Mylan has taken some steps to try and mitigate the impact of the price hikes, offering a $300 savings card for customers who have to pay the full price of the drug and announcing the release of a generic version of the EpiPen that will cost $300. However, the use of the savings card is illegal in programs such as Medicare and unavailable to the uninsured. Mylan holds a patent for the EpiPen’s release device that prevents other companies from producing pens that use the same easy-to-use device that can save lives. The new generic version will still be a Mylan product, perpetuating Mylan’s stranglehold on the EpiPen market. There is no reason to believe that the generic’s price will stay at $300 when Mylan has a monopoly.
The problem of EpiPen prices, and the countless other drugs that have the same story, is a sticky one with no easy solution. On one hand, pharmaceutical companies are, in the end, companies. They need the motivation of profit to function and keep improving.
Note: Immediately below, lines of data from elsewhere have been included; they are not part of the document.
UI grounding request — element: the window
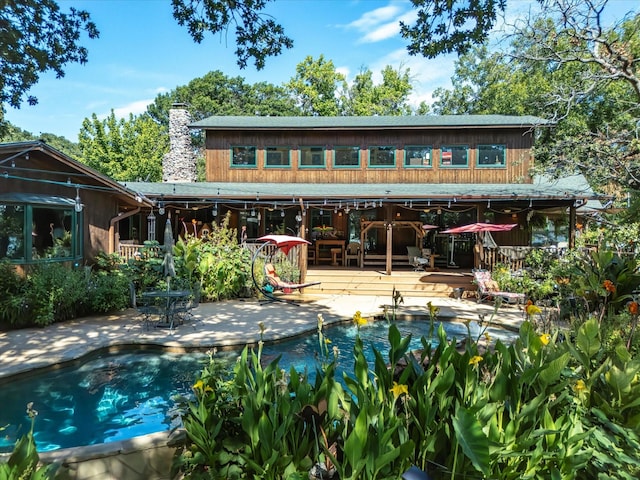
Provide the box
[404,146,431,168]
[440,145,469,167]
[264,147,291,168]
[476,145,507,167]
[333,147,360,167]
[231,147,257,167]
[0,194,82,263]
[369,147,396,167]
[300,147,325,168]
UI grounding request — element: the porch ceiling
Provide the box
[123,175,600,202]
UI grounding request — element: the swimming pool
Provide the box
[0,321,516,452]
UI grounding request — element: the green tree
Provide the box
[343,65,412,115]
[285,55,347,117]
[79,110,169,182]
[171,0,293,70]
[400,0,508,58]
[147,70,298,126]
[0,0,99,129]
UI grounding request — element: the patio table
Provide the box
[142,290,191,330]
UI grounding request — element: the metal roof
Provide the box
[189,115,553,130]
[0,192,76,207]
[124,175,600,201]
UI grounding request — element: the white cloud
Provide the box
[370,48,457,107]
[346,1,416,43]
[347,4,400,32]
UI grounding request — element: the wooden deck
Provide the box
[304,265,476,297]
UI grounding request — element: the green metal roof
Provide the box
[189,115,552,130]
[124,175,599,201]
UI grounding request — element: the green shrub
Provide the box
[175,315,640,480]
[0,260,26,327]
[0,403,59,480]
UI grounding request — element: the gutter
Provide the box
[108,207,141,254]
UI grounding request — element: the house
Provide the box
[0,141,153,267]
[126,106,598,272]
Pharmaceutical companies drop hundreds of millions of dollars on developing new drugs and equipment, and they rely on patent protections and high prices to make that investment worth it. On the other hand, this lifesaving medication is becoming unaffordable for the people who need it.
The solution seems to be increased negotiation and transparency. It’s worth noting that while EpiPens are used around the word, the United States is the only country having this problem. EpiPens in Canada still cost about $100. This discrepancy seems to exist because the Canadian government negotiates and regulates medicine price increases; something the United States government is prohibited from doing.
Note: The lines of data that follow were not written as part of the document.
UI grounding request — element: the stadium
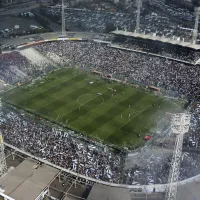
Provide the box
[0,1,200,200]
[1,30,199,199]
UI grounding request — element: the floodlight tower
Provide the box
[135,0,142,33]
[62,0,66,35]
[0,132,7,176]
[192,7,200,44]
[165,113,191,200]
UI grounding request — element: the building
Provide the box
[0,159,59,200]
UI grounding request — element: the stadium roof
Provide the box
[87,183,131,200]
[112,30,200,50]
[0,159,59,200]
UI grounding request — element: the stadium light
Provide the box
[165,113,191,200]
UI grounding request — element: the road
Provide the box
[0,0,49,16]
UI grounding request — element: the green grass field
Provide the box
[2,69,182,145]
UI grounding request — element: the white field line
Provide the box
[66,87,114,124]
[119,105,151,129]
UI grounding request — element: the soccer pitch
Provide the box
[2,68,180,146]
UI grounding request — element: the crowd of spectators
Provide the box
[41,0,194,41]
[0,107,121,183]
[0,51,48,85]
[0,41,200,185]
[123,104,200,185]
[112,36,200,64]
[0,106,200,185]
[35,41,200,99]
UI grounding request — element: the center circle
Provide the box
[77,94,104,107]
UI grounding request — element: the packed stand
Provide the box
[35,41,200,99]
[0,107,121,183]
[124,103,200,185]
[0,104,200,185]
[112,37,200,64]
[0,51,48,85]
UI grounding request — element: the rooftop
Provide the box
[0,159,59,200]
[112,30,200,50]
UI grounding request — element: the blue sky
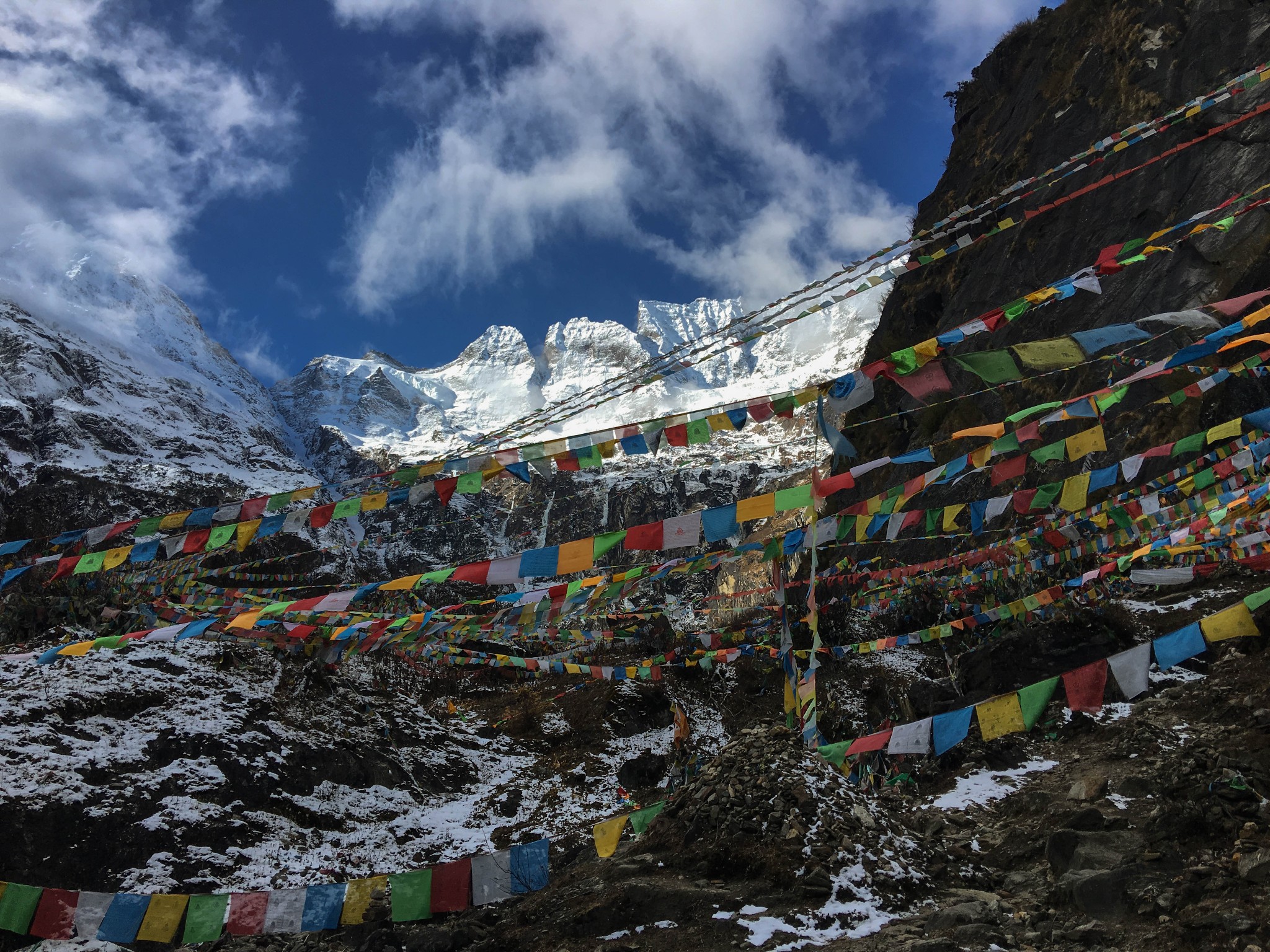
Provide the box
[0,0,1037,382]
While in theory allowing the free market to run should be optimal, judging by the current situation this isn’t working. The artificial monopoly created by the long patent period makes it impossible for the free market to function and set a competitive price for medicine.
It seems like the best solution would be for the government to be able to negotiate and yes maybe regulate prices while the patent is in effect. That way prices could be set at a level that would recoup pharmaceutical companies for their costs while making sure they aren’t price gouging people who desperately need the medicine.
When the House Oversight and Government Reform Committee requested a breakdown of Mylan’s research and development costs for last year, the company was unable to oblige. While research and development are undeniably important, they shouldn’t serve as a reason to give drug companies a blank check. Ideally, this kind of information should be public record or at least available to the government so they can monitor the companies for price gouging.
Another commonly cited reason for high drug prices is the long line of middlemen between the supplier and consumer. These middlemen are mostly pharmacy benefit managers, who help market and sell the drug in exchange for a rebate from the drug company. These middlemen make for a long and complicated of people that siphon off the profits made from the sale of a medicine. To compensate for the money that gets diverted to these pharmacy benefit managers, the drug companies hike up prices. If the government was able to prevent them from taking this easy way out and raising prices, they would be forced to restructure the supply chains to be more profit efficient.
The recent EpiPen price scandal is a perfect example of how our pharmaceutical industry is broken. While there are several Band-Aid solutions on the table for this instance, like releasing a generic version or putting EpiPens on the list of preventative medicine insurance companies are required to cover, it’s time we looked more deeply into the problems with the industry as a whole. It’s time for an overhaul.